Transformar essa matéria-prima em fio sempre foi o desafio responsável por fazer a seda de aranha sintética não chegar nas mãos da indústria. Quando as empresas conseguiam finalmente formar o fio, ele era fino demais e todo um equipamento especial precisaria ser construído para transformar fio em tecido. Ao que tudo indica, foi esse o problema que a Bolt Threads conseguiu resolver após anos de pesquisas. A empresa afirma que estamos há poucos passos de distância de uma revolução na indústria têxtil, observada pela última vez nos anos 30, quando a DuPont revelou ao mundo a primeira fibra sintética produzida a partir do petróleo, o nylon.
A partir do nylon, uma série de outras fibras foram criadas como a Lycra e o poliéster. Sue Levin, gerente de marketing da Bolt Threads, explica que o processo de todas essas fibras vem dos mesmos blocos de construção e é isso que a empresa faz com a diferença que seus blocos de construção são proteínas e não hidrocarbonetos. O que significa duas coisas: a primeira é que, na teoria, ao desvendar a seda de aranha sintética, a Bolt Threads pode imitar qualquer fibra natural à base de proteína, como a lã, aprimorando característica conforme as necessidades, por exemplo, mais macio, mais elástico, etc. A segunda é que estamos cada vez mais perto de ver soluções de fibras e tecidos mais inteligentes, seguras e sustentáveis do que as opções à base de petróleo e de crueldade animal. Sim, estamos falando de couro aqui também.
É por isso também que a Patagonia apostou muitas fichas na Bolt Threads. O material tem fonte de matéria-prima renovável, é livre de crueldade, biodegradável e exige menos corantes tóxicos para o tingimento. Além disso, a Bolt Threads era a única empresa em 2016 que já estava produzindo quilos do material, bem perto de chegar em toneladas. As concorrentes, como a japonesa Spiber, que em 2015 lançou a primeira jaqueta feita com a fibra em parceria com a The North Face, ainda não conseguiram essa façanha.

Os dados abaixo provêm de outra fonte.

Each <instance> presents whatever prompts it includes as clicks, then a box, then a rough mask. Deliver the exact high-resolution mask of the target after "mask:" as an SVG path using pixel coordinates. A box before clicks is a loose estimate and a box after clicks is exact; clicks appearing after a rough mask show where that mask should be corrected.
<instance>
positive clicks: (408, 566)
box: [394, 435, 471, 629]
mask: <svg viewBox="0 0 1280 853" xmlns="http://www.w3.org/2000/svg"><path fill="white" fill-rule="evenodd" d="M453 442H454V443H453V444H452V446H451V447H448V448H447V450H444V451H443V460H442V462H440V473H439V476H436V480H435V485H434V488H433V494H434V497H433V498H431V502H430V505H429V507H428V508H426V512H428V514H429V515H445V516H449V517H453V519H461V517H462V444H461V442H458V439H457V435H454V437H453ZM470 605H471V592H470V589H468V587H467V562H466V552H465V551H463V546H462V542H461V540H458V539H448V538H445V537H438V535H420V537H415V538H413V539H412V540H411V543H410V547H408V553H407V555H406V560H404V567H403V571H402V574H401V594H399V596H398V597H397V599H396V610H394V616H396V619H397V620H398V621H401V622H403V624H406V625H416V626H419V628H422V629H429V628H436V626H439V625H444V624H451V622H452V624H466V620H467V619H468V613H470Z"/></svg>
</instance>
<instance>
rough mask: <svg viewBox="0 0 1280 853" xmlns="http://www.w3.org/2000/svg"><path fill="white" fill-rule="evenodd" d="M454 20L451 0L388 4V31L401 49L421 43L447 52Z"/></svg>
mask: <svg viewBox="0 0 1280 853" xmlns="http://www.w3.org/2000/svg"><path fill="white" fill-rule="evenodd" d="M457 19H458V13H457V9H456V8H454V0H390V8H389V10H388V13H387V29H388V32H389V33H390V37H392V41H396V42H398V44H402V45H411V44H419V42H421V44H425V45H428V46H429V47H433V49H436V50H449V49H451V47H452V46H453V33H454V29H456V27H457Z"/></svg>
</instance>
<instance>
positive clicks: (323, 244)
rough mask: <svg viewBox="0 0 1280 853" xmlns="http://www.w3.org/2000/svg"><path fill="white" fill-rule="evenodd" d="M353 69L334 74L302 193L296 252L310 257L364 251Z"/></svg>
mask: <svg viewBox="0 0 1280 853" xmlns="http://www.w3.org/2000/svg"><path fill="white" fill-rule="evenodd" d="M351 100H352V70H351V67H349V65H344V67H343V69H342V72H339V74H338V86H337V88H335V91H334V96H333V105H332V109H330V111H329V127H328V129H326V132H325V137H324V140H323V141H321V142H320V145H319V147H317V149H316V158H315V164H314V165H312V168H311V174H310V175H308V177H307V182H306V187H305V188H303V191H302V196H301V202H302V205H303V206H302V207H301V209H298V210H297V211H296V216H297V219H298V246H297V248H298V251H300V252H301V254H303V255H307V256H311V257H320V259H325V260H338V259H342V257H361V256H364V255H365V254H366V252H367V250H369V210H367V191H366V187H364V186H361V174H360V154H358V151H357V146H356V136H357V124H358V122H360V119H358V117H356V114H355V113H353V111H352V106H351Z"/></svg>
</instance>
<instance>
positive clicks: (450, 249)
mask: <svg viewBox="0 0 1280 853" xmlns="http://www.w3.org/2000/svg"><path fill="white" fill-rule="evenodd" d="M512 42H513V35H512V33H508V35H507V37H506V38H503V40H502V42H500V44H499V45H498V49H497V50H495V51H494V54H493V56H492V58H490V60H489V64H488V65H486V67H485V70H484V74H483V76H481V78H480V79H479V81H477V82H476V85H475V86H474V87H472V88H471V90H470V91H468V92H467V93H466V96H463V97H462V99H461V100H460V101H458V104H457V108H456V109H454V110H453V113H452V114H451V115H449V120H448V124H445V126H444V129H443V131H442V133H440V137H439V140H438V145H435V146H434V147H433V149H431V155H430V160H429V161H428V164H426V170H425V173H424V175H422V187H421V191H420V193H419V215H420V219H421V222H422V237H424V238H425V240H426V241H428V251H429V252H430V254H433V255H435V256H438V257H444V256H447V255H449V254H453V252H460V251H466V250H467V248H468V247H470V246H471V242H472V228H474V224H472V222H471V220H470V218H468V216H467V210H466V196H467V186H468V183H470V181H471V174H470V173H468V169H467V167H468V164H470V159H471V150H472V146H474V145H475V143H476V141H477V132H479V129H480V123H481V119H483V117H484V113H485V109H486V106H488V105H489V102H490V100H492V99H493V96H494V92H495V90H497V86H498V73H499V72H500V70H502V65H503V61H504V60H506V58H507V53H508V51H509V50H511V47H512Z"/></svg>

Outra vantagem é o custo que tornará o material aplicável em capas de iPhone, bancos de carro, jaquetas, uniformes para o exército e muito mais. Ainda não é um custo baixo: a seda de aranha sintética entrará no mercado com preços similares ao da seda natural e lãs de alta qualidade, mas trabalhar com a levedura é mais barato do que trabalhar com E-coli, a bactéria base usada pela maior parte das outras empresas tentando viabilizar a seda de aranha sintética.
Em novembro passado, a Adidas, em parceria com a alemã AMSilk, lançou o Futurecraft Biofabric, produzido de Biosteel, a seda de aranha sintética da bioquímica alemã. “Esse tipo de material vai além do fechamento do ciclo para um ciclo infinito, ou simplesmente ciclo nenhum”, disse em declaração para imprensa James Carnes, vice presidente de criação estratégica da Adidas. “Ao utilizar a fibra Biosteel em nossos produtos, conseguimos um nível de sustentabilidade inigualável. Este é um passo pioneiro para além da sustentabilidade em um novo território de inovação biônica”.
Apesar dos protótipos, como a jaqueta e o tênis, o desafio se mantêm a nível de produto: pensar suas aplicações em produtos atraentes, acessíveis e capazes de adentrar o mercado global de bens de consumo. O que move essas empresas, e os investidores, porém, não são os produtos e as possibilidades da fibra à base de proteína para os próximos anos, e sim seu potencial para as próximas décadas. Esperamos ansiosos, pois se pensarmos que estamos relativamente estagnados nessa área há quase um século, chamar a indústria da moda de ultrapassada não seria um erro.